For more than two decades, there has been a dispute in the scientific community over the oldest fossils ever found. Paleobiologists have finally laid the debate to rest today (Dec. 18), with a new study in the Proceedings of the National Academy of Sciences that uses the latest techniques to date the most aged remains available, confirming the existence of bacteria and microbes nearly 3.5 billion years ago, possibly living on a planet without oxygen.
The research, led by paleobiologist William Schopf of the University of California-Los Angeles and geoscientist John Valley of the University of Wisconsin-Madison, has been in the works for what seems a long time to most, but which the academics know is merely a blink of the eye in terms of life on Earth. The specimens in question, mostly now-extinct bacteria and microbes, were found in 1982 at the Apex Chert, a rock formation in Western Australia, in a piece of rock.
In 1993, based on radiometric analysis of the rock, and the shape of fossils, Schopf dated them as biological beings that existed 3.45 billion years ago.

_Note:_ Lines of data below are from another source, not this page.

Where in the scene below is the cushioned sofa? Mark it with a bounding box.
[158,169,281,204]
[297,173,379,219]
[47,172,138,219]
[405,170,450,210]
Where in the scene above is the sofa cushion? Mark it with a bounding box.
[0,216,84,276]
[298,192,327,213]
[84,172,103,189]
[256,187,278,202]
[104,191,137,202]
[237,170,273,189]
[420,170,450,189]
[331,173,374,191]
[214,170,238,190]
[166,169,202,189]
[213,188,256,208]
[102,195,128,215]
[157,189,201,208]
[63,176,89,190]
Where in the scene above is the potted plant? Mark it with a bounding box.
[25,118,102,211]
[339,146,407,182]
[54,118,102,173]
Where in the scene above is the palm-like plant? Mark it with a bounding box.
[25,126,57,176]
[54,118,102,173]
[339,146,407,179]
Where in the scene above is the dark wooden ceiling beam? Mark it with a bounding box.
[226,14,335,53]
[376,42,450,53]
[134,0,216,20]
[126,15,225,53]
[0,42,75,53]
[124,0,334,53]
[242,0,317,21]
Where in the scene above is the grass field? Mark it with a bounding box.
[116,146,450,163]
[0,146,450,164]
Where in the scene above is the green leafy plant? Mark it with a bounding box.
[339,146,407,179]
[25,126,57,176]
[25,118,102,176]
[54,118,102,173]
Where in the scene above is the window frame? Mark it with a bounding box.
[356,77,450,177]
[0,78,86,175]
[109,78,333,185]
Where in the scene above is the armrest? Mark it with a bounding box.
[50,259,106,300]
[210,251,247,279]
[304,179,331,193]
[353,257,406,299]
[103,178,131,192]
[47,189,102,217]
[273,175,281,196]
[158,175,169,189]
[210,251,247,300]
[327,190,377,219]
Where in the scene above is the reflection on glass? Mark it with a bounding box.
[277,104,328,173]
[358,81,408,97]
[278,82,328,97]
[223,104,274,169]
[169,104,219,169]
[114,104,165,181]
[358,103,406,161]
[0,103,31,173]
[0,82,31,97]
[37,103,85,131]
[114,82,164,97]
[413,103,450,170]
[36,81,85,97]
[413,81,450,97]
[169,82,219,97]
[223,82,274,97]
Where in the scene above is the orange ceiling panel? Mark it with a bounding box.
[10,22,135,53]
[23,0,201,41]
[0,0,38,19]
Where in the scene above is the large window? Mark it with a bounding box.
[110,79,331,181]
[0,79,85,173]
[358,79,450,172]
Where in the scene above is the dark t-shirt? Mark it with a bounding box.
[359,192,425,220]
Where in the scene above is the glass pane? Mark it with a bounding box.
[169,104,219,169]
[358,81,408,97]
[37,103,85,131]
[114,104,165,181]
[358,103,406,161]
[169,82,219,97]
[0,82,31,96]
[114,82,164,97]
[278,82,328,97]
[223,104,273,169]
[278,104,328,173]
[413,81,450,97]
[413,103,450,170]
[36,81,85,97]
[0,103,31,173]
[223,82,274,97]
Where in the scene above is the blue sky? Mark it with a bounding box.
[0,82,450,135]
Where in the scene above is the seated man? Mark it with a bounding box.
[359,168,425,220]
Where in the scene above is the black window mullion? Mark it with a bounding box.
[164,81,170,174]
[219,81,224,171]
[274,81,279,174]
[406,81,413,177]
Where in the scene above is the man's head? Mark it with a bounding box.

The rock held the earliest direct evidence of life, Schopf thought, and inferred from it that creatures existed over a billion years earlier than anyone previously believed. But some scientists argued that this claim was too speculative and that the microfossils, invisible to the naked eye, were really just weirdly-shaped bits of rock, strange minerals that only seem to contain biological specimens but do not.
Since then, technology has improved and Schopf and Valley teamed up to devise a new way to analyze the rock specimen, which now lives in the London Museum of Natural History. Valley spent 10 years developing a method to analyze the individual species that are shaped like tiny cylinders and filaments.
Any type of organic substance (including both rock and microbe) contains a characteristic mix of carbon isotopes. Using a secondary ion mass spectrometer (a very rare tool, one of which is housed at the University of Wisconsin), the scientists were able to separate the carbon in each fossil into isotopes. That way, they could measure the carbon-isotope makeup of each fossil, and compare those to fossil-less rocks from the same era.
The difference in carbon-isotope ratios between the fossils and fossil-less rock showed Schopf was right about the fossils he found years ago, according to the study. The rock, already dated as 3.5 billion years old, has now been shown to contain the remains of simple biological life as old as the rock they were found in.
Moreover, Schopf and Valley were able to connect specific carbon-isotope ratios to specific fossil shapes -- essentially, enabling them to identify a handful of different ancient living beings. After analyzing the microfossils individually, they identified five species, concluding that two were photosynthesizers, two were methane-consuming organisms, and one produced methane.
Many years of study, debate, and work have confirmed the earlier claim that life on Earth originated very, very, very long ago, or so the researchers believe. “I think it’s settled,” Valley said in a University of Wisconsin statement on the study. “These are a primitive but diverse group of organisms.”
Correction: An earlier version of this story said the rock was carbon-dated. It was radiometrically-dated as 3.5 billion years old.